Opaque, variegated ruby-red, brown and orange glass (known as 'realgar-glass'); with a flat lip and recessed flat foot surrounded by a protruding rounded footrim; the narrow sides carved with mask-and-ring handles 1770-1840 Height: 6.22 cm Mouth/lip: 0.62/1.39 cm Stopper: coral; pearl finial
Condition: irrelevant miniscule nibble to inner lip; two irrelevant miniscule chips polished on the lip itself; otherwise in workshop condition
Exhibited: British Museum, London, June-October 1995 Israel Museum, Jerusalem, July-November 1997
Commentary: Once realgar-glass was established as a standard type, it was free to evolve within the framework of glassmaking, leading to endless possibilities. Glass like this, despite being an obvious part of that evolution, has become quite different from the material that originally inspired it. At first glance, were we unaware of the popular development of realgar-glass at court, we might believe this example to have been inspired by jasper or agate as expressed through the colourful medium of the glassmaker. The colour range, however, is the same as in classic realgar-glass: ruby-red (turned to vermillion by the orange with which it is mixed) and brown (here turned to khaki, again by the mixture with yellowish-orange). This example looks atypical only because of the large areas of this khaki-brown colour. The streaky orange areas are typical of realgar-glass.

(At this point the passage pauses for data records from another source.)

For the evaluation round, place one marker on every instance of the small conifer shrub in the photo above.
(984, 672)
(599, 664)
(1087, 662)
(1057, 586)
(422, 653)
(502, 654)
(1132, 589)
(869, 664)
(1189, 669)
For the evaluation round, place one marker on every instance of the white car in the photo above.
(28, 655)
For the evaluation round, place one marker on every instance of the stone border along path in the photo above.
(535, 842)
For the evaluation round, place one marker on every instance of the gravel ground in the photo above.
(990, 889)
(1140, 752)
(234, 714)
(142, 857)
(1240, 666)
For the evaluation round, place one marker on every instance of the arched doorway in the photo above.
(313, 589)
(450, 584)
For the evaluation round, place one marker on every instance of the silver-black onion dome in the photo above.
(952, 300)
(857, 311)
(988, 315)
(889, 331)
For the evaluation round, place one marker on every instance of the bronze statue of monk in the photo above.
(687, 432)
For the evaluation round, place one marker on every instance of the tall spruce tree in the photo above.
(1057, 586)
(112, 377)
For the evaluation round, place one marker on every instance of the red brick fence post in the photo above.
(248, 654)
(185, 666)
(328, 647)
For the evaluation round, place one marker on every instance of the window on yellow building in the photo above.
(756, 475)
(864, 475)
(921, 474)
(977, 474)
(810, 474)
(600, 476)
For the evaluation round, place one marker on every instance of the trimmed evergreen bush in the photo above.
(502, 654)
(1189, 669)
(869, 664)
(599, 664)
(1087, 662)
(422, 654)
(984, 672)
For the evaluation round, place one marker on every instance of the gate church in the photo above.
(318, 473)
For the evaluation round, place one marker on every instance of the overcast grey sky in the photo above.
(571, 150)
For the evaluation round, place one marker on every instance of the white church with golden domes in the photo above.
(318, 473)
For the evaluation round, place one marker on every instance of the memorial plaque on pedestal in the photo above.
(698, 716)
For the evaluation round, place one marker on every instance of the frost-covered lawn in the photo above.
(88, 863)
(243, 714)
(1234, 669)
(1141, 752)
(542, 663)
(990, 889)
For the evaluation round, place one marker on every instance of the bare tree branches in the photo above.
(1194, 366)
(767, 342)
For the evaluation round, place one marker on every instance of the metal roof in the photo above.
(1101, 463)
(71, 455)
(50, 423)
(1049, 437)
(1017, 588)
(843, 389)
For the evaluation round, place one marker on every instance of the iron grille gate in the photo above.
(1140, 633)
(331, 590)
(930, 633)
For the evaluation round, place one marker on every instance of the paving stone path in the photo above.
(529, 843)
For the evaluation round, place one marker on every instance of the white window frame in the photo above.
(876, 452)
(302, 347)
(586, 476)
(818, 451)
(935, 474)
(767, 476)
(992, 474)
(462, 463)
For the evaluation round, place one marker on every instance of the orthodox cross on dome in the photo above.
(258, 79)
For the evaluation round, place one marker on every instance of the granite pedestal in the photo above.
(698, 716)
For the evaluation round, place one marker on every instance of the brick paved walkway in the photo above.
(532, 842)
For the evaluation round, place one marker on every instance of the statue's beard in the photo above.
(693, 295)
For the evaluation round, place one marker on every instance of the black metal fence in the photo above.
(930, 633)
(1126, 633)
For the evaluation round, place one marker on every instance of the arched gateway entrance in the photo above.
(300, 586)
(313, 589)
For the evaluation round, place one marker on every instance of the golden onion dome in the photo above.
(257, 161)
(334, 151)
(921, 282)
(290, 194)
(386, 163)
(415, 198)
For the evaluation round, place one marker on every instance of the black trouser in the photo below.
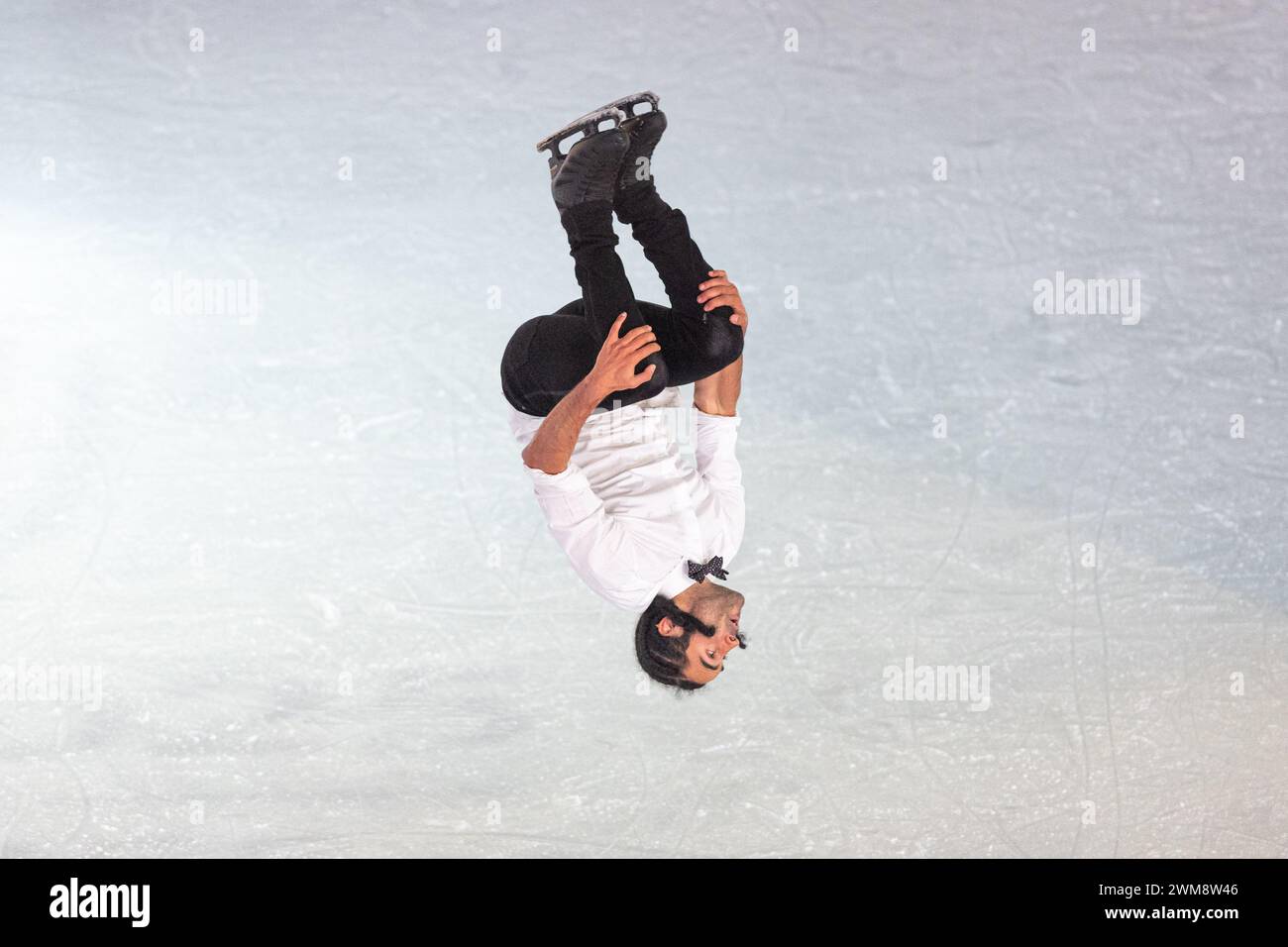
(549, 355)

Kleiner dated this bottle very early, suggesting a range from 17001760, with the imperial glassworks as provenance, citing a similar bottle with a Guyue xuan mark (Moss, Graham, and Tsang 1993, no. 346) to support his attribution. The palace remains a likely place of manufacture, but the Guyue xuan mark could not have been used prior to about 1767, when the Guyue xuan was built.
There is another compelling reason to ascribe a mid-Qing date to this bottle. Mask handles on early-eighteenth-century bottles tend to follow the ancient models, taken from vessels of the Bronze Age of China. The standard rings on these vessels were originally functional, and made circular because that was the most practical shape. It seems unlikely that exaggeratedly elongated rings of this sort would have appeared much before the second half of the Qianlong reign, when the need was felt to have something new and innovative. It is also interesting to note that while there are no bottles with elongated ring-handles that can be dated to the early eighteenth century with complete certainty, and the majority of Qianlong examples have circular rings, exaggeratedly elongated rings are standard for the school of glass-carving attributed to Yangzhou, and known to have flourished in the early nineteenth century. With the Guyue xuan mark on the J & J bottle, probably made shortly after 1767, we begin to perceive the trend towards an oval ring in preference to such an exaggeratedly elongated one, as we do on another similarly marked bottle in this collection (Treasury 5, no. 780). It is likely that the evolution of the mask into creatures other than taotie was also a feature of the Qianlong period. Here, the eyebrows of the standard model have been swept upwards to curve into two long, horn-like shapes flanking the bald pate. They are similar in feeling to the masks with elongated, upward sweeping eyebrows on Treasury 5, no. 772, which offers perhaps a better comparison with this bottle, and can be dated to the mid-Qing period by its mark.
Hints of transparent ruby-red can be discerned round the neck and near the base on one side, suggesting that in this case it was applied mainly on the surface and has been partly lost to the carving and polishing process, despite the fact that the concentric rings around the mouth prove this bottle to have been blown. The lapidary's function extended further than simply adding mask handles and detailing mouth and foot here, however, as suggested by the interruption of the swirls of yellow glass where the masks are carved. The entire surface of the bottle seems to have been reduced by a millimetre or two to achieve the perfect formal integrity desired by the carver.